Giving back
Chico State grad helping kids at risk
Jacob Peterson hasn’t forgotten his roots and the help he needed to go onto college. And these days, he’s focused on helping kids who need similar guidance.
The Chico State graduate founded and has steadfastly developed the Junior Leadership Development Program (JLDP), a nonprofit mentoring program for North State youth. Peterson’s story of how he came to help kids goes back to his own childhood when he and his sister lived with their divorced and cancer-diagnosed mom in a low-income apartment in affluent Roseville.
Clean-cut and dressed in the casual garb of a Chico 20-something, Peterson’s personable manner stood out as he spoke of his past during a recent interview.
“We were very poor at the time, growing up,” he said. “We made do off welfare and disability … I kind of always had it reinforced at school by my friends that I had a different lifestyle from many of them.”
But, Peterson said, he was very close with his sister and his mother, whom he described as “the ultimate warrior when it came to raising my sister and me … she always had this vision for us that we would make it.”
When Peterson was 9 years old, a family at church took an interest and started spending time with them. In high school, the father of this family, now his mentor, told him, “You’re going to go to college!” The mentoring proved priceless, with Peterson and his sister developing “this really close relationship with them … it gave us a whole new outlook on what was possible.”
Although Peterson struggled initially at Chico State, he eventually settled in and began volunteering at the Boys & Girls Club of Chico as well as Big Brothers, Big Sisters. Since then, a series of connections, decisions and opportunities led him to form the JLDP, which is now in its third year with its annual banquet fundraiser coming up June 1.
It all started with a presentation Peterson gave at Table Mountain Juvenile Detention Facility while he was still a business student at Chico State. Lisa O’Donnell, a counselor at the facility, assisted him in creating a life-skills-focused mentoring program that was launched in December 2011. It proved to be a success.
“Jacob is able to identify well with the youth he serves,” O’Donnell said, “and his authenticity is evident in all that he does.”
Now, Peterson has developed and run JLDP in other institutions, including Fair View High School and Hearthstone School. Fair View Principal David McKay spoke highly of the program. Students who have completed JLDP have “displayed tremendous interpersonal growth and an increased sense of resiliency,” he said.

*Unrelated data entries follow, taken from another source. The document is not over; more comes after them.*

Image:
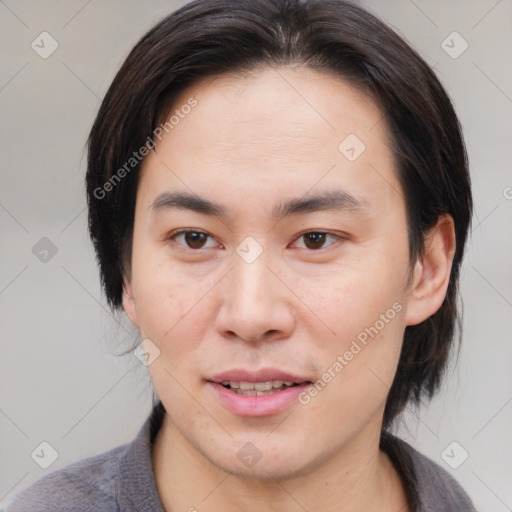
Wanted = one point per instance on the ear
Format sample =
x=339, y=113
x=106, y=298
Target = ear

The program includes an element where facilitators go into a school or facility and teach the students specific life skills as well as practical skills, such as résumé-making. Following that, the students are paired with mentors who meet with them weekly for a semester, helping them with, among other things, considering colleges at which to apply, determining a career path and applying for financial aid.
Peterson said he realized he needed “to start molding this so it’s not just what I’m doing on the side, but my life’s work.”
Various people and organizations have helped him in this process, including Chico Stewardship Newtwork. JLDP continues to evolve, and “pieces are just falling into place,” he said. “I feel that as people catch wind of what we’re doing and what we’re about, they want to be a part of it.”
Chico writer Grant Branson, who has mentored students and helped with the program’s development, credited Peterson with an ability to connect with the youth he helps.
“Because the development of the JLDP curriculum is rooted in Jacob’s own life experiences, which mirror many of the same things that at-risk youth [have experienced],” Branson said, “it speaks directly to them in an empathetic context. You can see the expression of, ‘At last, somebody who understands me,’ written on the faces of the kids who are there.”
Another community member who has assisted with JLDP is Chicoan Rory Rottschalk, a civil engineer and community activist who said he’d read letters written by JLDP participants, in which he noticed “several critical themes that stood out: The kids had a vision for their future, they recognized it was their responsibility to pursue that future rather than make excuses, and they’d been introduced to a community interested in helping.”
Looking toward the future, Peterson said his vision for JLDP is to expand to additional schools and youth. Reflecting on the past three years of developing the program, he recalled a defining moment watching one of his JLDP mentees at the Fair View graduation.
“We made eye contact when he was reaching for his diploma,” Peterson said. “If I could define what life is really all about, that is a moment I’d really want to capture—impacting someone in a positive way and getting to see the result.”